Apr. 18th, 2013

starfishyeti: Snowy mountains (Canigou)
A/N: The usual disclaimer applies. I don't own them and no money is being made from this.

"Every mountain top is within reach if you just keep climbing."
Barry Finlay, Kilimanjaro and Beyond

All he could hear was the chirping of the birds and the rustling of leaves as the breeze played through the trees. The sun felt warm on his face and the smell of pine filled the air. He stopped a moment and gazed up at the mountain looming before him. Rather than looking ominous, the sunlight turned the rocks golden and the peak rose majestically into the bright blue, cloudless sky.
He shivered with anticipation. It was a long way to go, but he was prepared. Nothing was going to stop him making it to the top. Shrugging his shoulders so that the pack nestled more comfortably, he grinned and set his foot on the path that snaked up between the rocks.

Blair opened his eyes and for a brief second wondered where his was. His head was filled with the images of mountains and blue skies: the last remnants of his fading dream. The sounds of someone else snoring in the room coupled with voices and footsteps resonating behind the closed door brought it all back to him.
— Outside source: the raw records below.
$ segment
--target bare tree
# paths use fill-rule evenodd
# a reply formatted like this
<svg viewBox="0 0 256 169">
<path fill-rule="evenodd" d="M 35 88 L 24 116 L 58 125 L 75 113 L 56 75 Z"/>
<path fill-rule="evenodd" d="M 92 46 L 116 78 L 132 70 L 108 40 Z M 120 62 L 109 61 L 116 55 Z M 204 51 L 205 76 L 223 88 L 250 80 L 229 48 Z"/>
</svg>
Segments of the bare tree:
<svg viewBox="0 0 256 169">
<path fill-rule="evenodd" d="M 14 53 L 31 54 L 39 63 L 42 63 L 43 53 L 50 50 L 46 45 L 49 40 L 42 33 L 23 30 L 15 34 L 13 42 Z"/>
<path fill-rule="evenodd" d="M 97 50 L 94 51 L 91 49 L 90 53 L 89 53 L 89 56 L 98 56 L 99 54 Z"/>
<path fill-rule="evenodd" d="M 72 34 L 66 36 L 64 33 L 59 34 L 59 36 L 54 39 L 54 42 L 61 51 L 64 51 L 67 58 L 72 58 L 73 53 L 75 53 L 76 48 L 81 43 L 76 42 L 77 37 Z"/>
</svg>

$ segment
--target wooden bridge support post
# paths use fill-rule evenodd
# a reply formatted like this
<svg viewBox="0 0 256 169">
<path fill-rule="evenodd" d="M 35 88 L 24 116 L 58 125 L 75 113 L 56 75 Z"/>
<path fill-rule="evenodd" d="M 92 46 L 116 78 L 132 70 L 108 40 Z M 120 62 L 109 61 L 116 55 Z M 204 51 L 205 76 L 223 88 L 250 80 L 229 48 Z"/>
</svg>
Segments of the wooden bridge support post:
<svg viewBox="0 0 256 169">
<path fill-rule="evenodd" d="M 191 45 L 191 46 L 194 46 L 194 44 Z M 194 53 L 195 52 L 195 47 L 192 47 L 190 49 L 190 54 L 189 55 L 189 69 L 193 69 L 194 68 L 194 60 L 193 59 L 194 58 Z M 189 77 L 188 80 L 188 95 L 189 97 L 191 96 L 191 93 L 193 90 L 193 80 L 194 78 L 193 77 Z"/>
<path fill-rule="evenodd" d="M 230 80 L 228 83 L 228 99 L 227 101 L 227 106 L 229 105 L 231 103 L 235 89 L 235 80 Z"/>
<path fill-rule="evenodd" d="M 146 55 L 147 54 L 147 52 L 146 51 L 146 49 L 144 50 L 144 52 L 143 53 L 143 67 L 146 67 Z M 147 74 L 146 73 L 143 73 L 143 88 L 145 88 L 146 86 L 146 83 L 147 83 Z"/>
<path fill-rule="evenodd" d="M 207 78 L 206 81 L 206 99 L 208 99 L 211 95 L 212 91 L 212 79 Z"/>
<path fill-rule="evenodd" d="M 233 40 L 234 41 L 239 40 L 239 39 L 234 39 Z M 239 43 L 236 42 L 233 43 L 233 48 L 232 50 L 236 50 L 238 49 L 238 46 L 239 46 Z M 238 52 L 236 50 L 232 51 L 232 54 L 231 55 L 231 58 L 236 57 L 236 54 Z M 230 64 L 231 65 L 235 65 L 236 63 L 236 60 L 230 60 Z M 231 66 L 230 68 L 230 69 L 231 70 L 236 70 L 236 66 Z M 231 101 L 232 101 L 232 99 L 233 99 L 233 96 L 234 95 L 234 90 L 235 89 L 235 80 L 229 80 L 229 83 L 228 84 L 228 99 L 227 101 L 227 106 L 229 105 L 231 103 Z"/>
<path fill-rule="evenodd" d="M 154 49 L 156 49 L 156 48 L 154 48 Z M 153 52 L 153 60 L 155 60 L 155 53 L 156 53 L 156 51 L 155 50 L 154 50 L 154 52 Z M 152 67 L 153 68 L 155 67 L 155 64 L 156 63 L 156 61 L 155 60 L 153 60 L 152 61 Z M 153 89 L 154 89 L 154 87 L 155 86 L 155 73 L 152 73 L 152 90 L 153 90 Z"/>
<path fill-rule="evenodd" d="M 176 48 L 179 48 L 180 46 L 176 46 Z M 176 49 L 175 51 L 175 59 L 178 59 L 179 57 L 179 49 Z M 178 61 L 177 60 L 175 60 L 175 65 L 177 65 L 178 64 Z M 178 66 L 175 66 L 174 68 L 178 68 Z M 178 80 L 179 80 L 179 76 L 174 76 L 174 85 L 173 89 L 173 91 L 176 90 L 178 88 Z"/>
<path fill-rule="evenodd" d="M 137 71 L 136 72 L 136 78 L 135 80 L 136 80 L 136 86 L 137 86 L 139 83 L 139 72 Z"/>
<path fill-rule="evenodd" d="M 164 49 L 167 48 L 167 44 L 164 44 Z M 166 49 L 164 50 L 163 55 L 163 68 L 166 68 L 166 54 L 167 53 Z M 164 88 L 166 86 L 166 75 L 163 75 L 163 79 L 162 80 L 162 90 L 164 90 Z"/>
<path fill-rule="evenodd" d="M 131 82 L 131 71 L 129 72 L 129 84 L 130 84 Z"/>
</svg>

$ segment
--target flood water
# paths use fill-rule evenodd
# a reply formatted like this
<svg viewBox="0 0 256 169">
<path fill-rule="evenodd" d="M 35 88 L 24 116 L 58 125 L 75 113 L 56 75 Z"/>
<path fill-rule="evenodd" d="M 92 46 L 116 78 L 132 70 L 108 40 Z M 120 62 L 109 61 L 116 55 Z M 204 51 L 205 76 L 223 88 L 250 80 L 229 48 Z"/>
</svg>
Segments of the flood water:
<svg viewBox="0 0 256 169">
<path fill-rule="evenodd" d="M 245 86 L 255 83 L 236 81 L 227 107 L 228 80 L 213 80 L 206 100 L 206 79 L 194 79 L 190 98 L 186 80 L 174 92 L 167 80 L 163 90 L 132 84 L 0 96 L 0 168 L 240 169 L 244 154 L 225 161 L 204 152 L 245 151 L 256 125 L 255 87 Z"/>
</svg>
He stretched feeling his vertebrae pop and he couldn't help it; he almost laughed out loud.
He was in his shared dorm room in Rainier University Halls of Residence and today was his first day at that august establishment. At sixteen years of age he was now a freshman and taking his first steps to becoming Dr Blair Sandburg, world-renowned anthropologist. He leapt out of bed eager to start the day.

The path had become considerably steeper, but was still manageable. He had no idea how long he'd been climbing, but he'd certainly made some progress. Carefully, he turned round and settling himself on a large mound of grass he gazed out over the magnificent vista laid out beneath him. He and heights weren't meant to be friends, but he felt that the occasion warranted him taking stock of how far he'd come.
Below a river glinted in the sunlight and the forest stretched beyond it to as far as the eye could see.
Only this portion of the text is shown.